How Luxury Goods Will Stave Off Amazon

As other retail sectors have buckled to the advances of Amazon, luxury goods have been pulling out all the stops putting a raft of strategies forward to avoid listing on the e-commerce giant’s platform. But, how long can this battle remain?

In a huge move last month, Swiss retailer, Richemont, which owns premium brands including Montblanc, IWC and Van Cleef & Arpels, announced its offer to acquire luxury online fashion retailer Yoox Net-a-Porter (YNAP). Richemont already owns a 49 percent stake in YNAP, but is now after the remaining 51 percent that will give it a major competitive boost in in the luxury online retail market.

“With this new step, we intend to strengthen Richemont’s presence and focus on the digital channel, which is becoming critically important in meeting luxury consumers’ needs,” said Richemont’s chairman, Johann Rupert.

YNAP’s chief executive Federico Marchetti says he is in support of Richemont’s approach. “Richemont aims to provide additional resources that further strengthen and accelerate YNAP’s long-term leadership in online luxury. This means investing even more in product, technology, logistics, people and marketing.”

While online sales accounted for only 9 percent of the total luxury goods market in 2017, according to Bain & Company, it’s the direction and acceleration of growth that’s most important to note. Bain & Company predicts that by 2025 e-commerce sales will make up at least a 25 percent total retail revenues, following a growing rate of 20 percent per annum for the past three years.

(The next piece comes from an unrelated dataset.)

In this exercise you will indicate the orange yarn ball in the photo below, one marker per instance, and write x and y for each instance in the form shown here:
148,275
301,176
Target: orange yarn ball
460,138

In the meantime, offline luxury retail is only turning in a 5 percent year-on-year growth rate.

So, Richemont’s thinking around strengthening the conglomerate’s e-commerce power makes good sense, without forming an unholy alliance with Amazon. It’s not the first move the luxury goods sector has made to combat Amazon. Last year the world’s biggest luxury group, LVMH, launched 24 Sevres, a multi-brand e-commerce platform and app, selling everything from LVMH, Dior and Bvlgari to Gucci and Valentino in 70 markets worldwide, offering products from more than 150 luxury brands.

LMVH predicts €3 billion in digital sales in 2018, up by more than 30 percent from 2017, according to the company’s CEO Bernard Arnault, who says there’s yet more work to be done in its digital business, especially when it comes to the customer service offering which remains the heart of luxury retailing.

“Let me say this, it is true that we have profitability in the digital sales and it is gaining ground. But it is true that the service level, the convenience expected by the customers, means that we will need to invest considerably in the online services and we’ve seen this in other more developed markets.”